Apostar a joven para ganar futuro

Fede Valverde celebra uno de sus goles contra el Manchester City. / DPA vía Europa Press

Al temor de tomar decisiones perentorias en la vida entre incertidumbres se le llama BANI en las escuelas de negocios, que es el acrónimo en inglés para referirse a dirigir con entornos frágiles, ansiosos, ilógicos e incomprensibles.

Es decir, cuando debemos decidir sobre cosas vitales sin tiempo para planificar estrategias a medio y largo plazo que nos puedan alumbrar cómo y hacia dónde vamos. El vértigo de la improvisación que tanto angustia cuando nos jugamos lo importante.

Arbeloa vive en ese vertiginoso tobogán desde que fue llamado a filas para relevar a XabiAlonso, sin tiempo para nada que no sea tirar hacia adelante con los alicaídos mimbres que todo un Real Madrid puso en sus inexpertas manos. Y creo que está acertando por dos detalles no menores. El primero versa sobre no morder la poderosa mano que le da de comer. Defender a capa y espada a Florentino Pérez, con quien se puede estar o no de acuerdo, le ha llevado hasta la genuflexión verbal afirmando que criticar al capo blanco es de antimadridistas. Y el segundo detalle, curiosamente, es adoptar el consejo de Guardiola no seguido por Xabi en su momento de “mear con la suya”.

Así, para contentar al jefe supremo, ha elevado con éxito a los altares de los indiscutibles a las vacas sagradas del vestuario.
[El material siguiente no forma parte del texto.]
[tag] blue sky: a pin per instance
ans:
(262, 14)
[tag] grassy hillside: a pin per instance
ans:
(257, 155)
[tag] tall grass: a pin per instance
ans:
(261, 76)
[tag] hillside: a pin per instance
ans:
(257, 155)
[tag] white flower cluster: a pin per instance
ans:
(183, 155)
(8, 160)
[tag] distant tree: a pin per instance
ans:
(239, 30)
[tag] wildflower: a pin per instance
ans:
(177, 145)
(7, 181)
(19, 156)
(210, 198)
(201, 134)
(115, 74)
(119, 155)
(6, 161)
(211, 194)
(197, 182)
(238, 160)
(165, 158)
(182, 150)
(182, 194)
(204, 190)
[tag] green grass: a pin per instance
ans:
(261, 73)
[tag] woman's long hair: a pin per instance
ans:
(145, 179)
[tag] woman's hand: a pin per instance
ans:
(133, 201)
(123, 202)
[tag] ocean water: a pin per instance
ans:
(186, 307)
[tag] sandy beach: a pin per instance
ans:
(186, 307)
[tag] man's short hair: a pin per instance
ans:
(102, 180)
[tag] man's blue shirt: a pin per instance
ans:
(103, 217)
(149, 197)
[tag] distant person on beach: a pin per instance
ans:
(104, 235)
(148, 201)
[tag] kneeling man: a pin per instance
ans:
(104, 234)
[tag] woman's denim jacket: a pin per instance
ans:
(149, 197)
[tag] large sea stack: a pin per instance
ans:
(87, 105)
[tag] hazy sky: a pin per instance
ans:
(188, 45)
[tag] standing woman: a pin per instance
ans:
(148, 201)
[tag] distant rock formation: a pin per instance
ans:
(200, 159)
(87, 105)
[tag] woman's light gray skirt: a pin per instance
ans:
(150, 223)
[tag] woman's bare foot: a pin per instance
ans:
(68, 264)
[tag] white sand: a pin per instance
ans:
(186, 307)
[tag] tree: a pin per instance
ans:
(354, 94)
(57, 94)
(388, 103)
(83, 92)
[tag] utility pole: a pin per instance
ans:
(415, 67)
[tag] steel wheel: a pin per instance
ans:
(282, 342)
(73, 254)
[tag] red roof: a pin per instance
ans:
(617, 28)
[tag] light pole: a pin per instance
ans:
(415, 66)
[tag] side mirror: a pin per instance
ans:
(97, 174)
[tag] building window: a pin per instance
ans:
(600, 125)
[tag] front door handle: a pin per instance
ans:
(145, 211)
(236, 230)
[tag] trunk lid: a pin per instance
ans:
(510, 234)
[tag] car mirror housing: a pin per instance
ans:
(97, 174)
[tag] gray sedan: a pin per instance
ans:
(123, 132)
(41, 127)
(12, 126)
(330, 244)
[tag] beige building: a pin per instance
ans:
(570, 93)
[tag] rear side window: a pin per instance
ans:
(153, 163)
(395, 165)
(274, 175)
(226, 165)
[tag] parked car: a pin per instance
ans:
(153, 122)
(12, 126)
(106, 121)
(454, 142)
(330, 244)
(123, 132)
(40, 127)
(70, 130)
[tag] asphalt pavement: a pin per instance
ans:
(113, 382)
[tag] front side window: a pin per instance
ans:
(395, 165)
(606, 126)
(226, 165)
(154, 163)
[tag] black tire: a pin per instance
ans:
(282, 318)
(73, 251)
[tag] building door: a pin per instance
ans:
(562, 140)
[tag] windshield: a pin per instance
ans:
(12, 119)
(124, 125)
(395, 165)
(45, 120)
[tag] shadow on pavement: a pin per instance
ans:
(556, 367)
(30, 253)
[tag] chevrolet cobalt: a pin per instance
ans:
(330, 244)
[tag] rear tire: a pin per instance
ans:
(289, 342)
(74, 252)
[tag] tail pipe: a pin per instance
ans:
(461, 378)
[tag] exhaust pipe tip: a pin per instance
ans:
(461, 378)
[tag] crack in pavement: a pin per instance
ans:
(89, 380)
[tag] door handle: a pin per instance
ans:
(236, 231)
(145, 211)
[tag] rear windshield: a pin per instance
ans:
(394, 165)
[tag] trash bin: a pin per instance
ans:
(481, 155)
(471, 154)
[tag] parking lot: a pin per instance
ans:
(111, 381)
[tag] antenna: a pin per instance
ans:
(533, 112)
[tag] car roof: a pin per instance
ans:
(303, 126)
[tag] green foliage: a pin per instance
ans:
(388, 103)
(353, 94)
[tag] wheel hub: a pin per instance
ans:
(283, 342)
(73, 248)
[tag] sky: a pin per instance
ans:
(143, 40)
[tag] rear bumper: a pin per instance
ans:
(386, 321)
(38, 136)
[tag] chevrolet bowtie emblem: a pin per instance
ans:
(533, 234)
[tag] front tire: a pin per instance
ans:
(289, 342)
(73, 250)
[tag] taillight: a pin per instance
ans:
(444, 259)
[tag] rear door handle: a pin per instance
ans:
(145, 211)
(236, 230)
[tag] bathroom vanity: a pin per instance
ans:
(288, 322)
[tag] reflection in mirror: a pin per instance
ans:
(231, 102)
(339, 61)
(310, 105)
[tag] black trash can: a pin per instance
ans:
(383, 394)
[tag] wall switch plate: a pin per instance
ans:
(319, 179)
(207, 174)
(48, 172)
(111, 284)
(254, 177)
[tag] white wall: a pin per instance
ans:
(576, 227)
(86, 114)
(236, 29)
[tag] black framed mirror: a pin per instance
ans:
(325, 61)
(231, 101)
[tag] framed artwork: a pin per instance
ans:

Vinicius es dios y Valverde su profeta. Y para ser coherente consigo mismo, también ha soltado sin riendas por el césped a sus canteranos de cabecera. Los Pitarch —vaya futuro tiene— y compañía han evidenciado ante el duro tribunal del Bernabéu que en Valdebebas también hay vida, más allá de la rutilante Masía azulgrana. Pero es que, además, a rebufo de la semana fantástica de Arbeloa, se ha sumado el acierto de Güler,Brahim, Rúdiger, Huijsen y hasta Fran García, con el salvador de siempre Courtois y sus paradas imposibles.

A destacar, el golazo de Valverde al City, emulando a Pelé en Méjico-70, y el de Güler al Elche superando el no gol de Pelé en el mismo Mundial.

Veremos qué sucede con unos y con otros cuando Mbappé crea que su Mundial no peligra y vuelva o cuando regrese Bellingham de su enésima ausencia. Sin olvidar que el dedo supremo del palco señale que su otro fichaje supuestamente estratégico, Mastantuono, debe sumarse también a la fiesta. Porque, deducimos, la palabra de don Florentino es ley para un Arbeloa que tiene asumido su modesta labor de funcionario del club para lo que haga falta.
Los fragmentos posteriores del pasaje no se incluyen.